Since the sum along each concentric triangle vanishes by symmetry, we are left with

\begin{align*} S = \frac{1}{\sqrt{3}} \lim_{N\to\infty} \sum_{\tau \in \gamma_N} \frac{1}{\tau} = \frac{1}{\sqrt{3}} \lim_{N\to\infty} \sum_{\tau \in \gamma_N} \frac{1}{(\tau/N)} \cdot \frac{1}{N} \end{align*}

Now the last one can be recognized as a Riemann sum for a contour integral.

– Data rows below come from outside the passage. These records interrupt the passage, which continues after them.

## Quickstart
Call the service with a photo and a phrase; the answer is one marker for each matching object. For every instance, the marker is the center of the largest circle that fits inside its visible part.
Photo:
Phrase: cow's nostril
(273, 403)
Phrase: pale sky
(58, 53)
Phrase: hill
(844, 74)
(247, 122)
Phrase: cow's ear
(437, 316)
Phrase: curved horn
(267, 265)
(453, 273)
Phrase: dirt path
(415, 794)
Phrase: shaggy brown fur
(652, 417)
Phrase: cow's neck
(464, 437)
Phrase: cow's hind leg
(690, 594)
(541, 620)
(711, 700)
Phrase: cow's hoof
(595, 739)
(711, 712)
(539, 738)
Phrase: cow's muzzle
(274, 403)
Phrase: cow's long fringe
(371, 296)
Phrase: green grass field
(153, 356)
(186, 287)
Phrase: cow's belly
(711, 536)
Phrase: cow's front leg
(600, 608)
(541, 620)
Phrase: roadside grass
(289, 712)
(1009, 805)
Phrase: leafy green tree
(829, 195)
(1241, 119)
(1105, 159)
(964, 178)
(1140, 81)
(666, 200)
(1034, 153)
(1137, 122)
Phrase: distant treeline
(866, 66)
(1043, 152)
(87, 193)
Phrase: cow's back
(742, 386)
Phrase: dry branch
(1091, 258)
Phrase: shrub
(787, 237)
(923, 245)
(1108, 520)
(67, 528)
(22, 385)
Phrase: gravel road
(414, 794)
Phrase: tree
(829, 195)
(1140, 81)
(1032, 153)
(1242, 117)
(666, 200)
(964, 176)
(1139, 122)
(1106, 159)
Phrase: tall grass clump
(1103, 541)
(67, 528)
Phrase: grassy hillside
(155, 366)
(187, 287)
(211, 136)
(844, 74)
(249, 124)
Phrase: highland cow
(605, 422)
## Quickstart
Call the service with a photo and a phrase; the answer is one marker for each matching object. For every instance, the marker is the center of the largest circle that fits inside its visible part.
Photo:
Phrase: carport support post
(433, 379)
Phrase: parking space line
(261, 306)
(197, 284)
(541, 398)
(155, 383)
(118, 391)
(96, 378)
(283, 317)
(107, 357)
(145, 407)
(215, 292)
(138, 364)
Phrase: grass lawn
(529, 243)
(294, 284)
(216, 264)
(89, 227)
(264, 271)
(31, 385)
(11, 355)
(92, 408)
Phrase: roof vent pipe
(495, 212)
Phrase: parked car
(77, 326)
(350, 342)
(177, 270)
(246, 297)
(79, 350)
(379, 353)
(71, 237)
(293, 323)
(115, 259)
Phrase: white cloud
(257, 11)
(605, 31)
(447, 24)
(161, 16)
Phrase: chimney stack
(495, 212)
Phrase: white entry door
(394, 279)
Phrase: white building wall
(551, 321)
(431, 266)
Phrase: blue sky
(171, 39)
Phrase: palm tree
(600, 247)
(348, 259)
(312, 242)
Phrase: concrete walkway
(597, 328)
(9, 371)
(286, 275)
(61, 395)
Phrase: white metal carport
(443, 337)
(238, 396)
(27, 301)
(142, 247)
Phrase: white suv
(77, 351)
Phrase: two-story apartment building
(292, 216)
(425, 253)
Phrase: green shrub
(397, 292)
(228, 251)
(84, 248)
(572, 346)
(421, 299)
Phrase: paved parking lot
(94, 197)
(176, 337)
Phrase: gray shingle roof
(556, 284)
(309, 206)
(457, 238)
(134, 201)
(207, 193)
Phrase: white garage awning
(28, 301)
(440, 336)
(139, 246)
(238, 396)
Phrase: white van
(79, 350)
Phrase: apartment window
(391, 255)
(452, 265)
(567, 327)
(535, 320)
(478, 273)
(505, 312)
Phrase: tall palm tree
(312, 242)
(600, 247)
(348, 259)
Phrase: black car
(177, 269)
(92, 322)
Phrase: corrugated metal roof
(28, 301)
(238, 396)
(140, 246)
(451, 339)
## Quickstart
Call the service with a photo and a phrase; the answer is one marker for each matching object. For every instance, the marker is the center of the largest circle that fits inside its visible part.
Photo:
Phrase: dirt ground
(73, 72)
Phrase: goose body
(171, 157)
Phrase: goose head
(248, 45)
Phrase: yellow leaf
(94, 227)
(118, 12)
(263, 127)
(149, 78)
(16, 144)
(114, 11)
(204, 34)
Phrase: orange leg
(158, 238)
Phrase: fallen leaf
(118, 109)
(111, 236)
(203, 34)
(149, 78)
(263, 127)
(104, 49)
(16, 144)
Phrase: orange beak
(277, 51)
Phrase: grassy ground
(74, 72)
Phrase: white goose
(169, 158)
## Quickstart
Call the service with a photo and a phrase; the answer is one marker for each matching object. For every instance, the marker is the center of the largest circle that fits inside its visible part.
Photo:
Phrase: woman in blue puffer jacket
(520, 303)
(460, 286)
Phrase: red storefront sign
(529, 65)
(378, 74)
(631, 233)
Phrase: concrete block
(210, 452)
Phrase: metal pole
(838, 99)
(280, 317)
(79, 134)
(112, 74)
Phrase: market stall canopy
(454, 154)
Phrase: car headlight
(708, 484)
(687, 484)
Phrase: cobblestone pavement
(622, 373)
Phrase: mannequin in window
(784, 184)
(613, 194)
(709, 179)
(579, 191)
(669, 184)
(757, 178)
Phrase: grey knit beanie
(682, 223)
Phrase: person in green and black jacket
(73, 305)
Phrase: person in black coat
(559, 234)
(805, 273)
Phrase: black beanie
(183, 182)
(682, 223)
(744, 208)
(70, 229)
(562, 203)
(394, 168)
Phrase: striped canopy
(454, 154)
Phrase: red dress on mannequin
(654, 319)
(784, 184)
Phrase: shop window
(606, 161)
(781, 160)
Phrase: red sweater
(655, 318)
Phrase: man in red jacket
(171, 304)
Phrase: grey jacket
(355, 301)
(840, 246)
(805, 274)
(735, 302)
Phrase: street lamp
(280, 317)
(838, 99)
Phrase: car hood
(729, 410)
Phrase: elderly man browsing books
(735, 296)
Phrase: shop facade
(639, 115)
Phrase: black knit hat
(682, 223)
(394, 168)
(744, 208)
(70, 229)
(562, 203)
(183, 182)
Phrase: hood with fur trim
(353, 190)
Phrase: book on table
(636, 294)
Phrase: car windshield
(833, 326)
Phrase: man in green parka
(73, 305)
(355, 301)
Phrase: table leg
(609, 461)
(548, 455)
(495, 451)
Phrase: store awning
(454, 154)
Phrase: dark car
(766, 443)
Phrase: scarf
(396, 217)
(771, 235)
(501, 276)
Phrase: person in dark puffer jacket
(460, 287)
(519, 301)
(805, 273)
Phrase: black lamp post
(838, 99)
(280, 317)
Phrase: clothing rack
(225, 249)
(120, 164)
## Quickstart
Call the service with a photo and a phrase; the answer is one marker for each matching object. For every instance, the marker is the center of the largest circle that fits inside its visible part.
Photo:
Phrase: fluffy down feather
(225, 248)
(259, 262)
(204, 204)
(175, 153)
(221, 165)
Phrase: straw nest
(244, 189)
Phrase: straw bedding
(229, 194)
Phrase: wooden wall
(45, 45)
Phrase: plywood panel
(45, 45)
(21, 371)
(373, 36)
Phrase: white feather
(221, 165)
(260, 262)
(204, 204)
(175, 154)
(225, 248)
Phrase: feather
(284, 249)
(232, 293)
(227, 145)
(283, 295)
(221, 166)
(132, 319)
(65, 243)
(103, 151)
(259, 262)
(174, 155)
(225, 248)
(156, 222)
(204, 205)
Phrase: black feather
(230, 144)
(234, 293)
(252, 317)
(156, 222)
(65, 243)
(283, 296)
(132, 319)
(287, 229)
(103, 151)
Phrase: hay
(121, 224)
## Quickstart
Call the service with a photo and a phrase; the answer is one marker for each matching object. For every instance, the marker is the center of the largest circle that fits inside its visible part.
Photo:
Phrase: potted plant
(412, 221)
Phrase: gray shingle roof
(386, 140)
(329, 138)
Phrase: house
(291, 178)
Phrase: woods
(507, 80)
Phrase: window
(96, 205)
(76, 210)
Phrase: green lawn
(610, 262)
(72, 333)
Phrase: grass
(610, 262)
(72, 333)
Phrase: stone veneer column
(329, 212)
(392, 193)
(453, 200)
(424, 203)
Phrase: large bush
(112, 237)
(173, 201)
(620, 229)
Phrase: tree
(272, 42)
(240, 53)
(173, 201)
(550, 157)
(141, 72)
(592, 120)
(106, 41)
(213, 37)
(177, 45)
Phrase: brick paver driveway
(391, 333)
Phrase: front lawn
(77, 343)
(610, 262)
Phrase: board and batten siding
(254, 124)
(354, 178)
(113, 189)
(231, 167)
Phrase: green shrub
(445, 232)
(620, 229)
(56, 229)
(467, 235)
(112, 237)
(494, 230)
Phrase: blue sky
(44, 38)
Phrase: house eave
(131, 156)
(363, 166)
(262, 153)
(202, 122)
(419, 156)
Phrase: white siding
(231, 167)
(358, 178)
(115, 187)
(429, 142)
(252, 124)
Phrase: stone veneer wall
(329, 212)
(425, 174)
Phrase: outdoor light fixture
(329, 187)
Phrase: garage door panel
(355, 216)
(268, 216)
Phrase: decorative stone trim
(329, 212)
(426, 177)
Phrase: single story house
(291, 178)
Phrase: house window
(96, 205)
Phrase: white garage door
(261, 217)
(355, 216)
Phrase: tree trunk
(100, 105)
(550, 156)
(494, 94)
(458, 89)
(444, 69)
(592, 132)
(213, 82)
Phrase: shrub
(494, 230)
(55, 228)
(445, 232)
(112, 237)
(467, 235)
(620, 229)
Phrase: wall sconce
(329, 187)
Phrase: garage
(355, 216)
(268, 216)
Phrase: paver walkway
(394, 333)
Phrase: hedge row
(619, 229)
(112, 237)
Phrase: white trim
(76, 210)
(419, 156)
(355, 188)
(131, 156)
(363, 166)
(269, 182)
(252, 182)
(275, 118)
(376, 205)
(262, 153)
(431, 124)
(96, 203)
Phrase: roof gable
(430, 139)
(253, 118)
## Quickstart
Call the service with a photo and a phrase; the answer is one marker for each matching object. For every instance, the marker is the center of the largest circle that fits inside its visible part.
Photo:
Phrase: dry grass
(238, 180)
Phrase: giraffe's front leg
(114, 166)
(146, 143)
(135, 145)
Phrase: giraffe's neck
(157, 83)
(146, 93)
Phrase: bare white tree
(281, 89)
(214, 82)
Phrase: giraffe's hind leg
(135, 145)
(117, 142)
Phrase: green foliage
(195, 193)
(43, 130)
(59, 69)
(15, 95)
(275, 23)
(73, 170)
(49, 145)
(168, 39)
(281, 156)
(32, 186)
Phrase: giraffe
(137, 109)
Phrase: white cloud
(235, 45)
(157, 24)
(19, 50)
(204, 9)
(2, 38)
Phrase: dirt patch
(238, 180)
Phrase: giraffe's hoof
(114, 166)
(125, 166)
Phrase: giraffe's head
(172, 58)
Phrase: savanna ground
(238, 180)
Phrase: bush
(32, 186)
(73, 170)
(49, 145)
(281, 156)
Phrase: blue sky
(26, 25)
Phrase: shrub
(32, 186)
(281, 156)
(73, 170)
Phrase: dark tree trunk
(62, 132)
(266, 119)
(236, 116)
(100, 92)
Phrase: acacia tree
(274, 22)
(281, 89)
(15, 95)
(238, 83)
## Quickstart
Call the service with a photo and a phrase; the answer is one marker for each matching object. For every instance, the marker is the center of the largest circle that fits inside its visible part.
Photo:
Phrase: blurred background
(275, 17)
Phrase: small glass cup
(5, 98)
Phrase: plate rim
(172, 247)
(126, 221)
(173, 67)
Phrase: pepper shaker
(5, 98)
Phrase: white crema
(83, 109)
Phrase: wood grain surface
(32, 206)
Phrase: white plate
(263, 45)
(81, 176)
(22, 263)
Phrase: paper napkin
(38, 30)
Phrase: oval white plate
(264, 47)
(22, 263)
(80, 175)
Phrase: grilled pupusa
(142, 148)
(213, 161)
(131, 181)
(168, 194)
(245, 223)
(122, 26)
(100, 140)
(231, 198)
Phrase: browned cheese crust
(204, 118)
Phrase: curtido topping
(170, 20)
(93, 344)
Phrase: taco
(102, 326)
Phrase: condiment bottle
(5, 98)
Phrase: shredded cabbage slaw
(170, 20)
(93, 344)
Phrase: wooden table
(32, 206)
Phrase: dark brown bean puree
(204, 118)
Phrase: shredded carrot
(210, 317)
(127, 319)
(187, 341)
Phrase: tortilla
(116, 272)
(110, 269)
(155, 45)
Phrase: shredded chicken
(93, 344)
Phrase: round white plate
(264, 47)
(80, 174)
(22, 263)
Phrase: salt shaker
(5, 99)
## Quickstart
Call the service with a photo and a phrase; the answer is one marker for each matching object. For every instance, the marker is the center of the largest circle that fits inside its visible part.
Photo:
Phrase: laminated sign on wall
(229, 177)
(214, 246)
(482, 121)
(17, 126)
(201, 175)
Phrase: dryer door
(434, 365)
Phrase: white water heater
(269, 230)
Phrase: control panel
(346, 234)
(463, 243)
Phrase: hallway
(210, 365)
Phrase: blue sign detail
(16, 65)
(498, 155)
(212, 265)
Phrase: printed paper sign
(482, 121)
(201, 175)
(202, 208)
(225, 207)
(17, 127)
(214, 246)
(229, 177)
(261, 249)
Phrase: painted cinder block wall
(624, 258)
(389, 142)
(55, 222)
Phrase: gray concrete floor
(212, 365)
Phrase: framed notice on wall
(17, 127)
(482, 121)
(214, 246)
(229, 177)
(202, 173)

Indeed, if we set

$$z_1 = -\frac{\sqrt{3}}{2} - \frac{3i}{2}, \qquad z_2 = \sqrt{3}, \qquad z_3 = -\frac{\sqrt{3}}{2} + \frac{3i}{2}$$

so that the polygonal line $$\overline{z_1 z_2} \cup \overline{z_2 z_3}$$ is the "limit of the rescaled discrete line $$N^{-1}\gamma_N$$" as $$N\to\infty$$, then

\begin{align*} S &= \frac{1}{\sqrt{3}} \int_{\overline{z_1 z_2} \cup \overline{z_1 z_2}} \frac{|\mathrm{d}z|}{z} \\ &= \frac{1}{\sqrt{3}} \biggl( \frac{1}{e^{i\pi/6}} \int_{[z_1, z_2]} \frac{\mathrm{d}z}{z} + \frac{1}{e^{i5\pi/6}} \int_{[z_2, z_3]} \frac{\mathrm{d}z}{z} \biggr) \\ &= \frac{1}{\sqrt{3}} \biggl( \frac{1}{e^{i\pi/6}} \cdot \frac{2\pi i}{3} + \frac{1}{e^{i5\pi/6}} \cdot \frac{2\pi i}{3} \biggr) \\ &= \frac{2\pi}{3\sqrt{3}}. \end{align*}

Therefore the desired conclusion follows.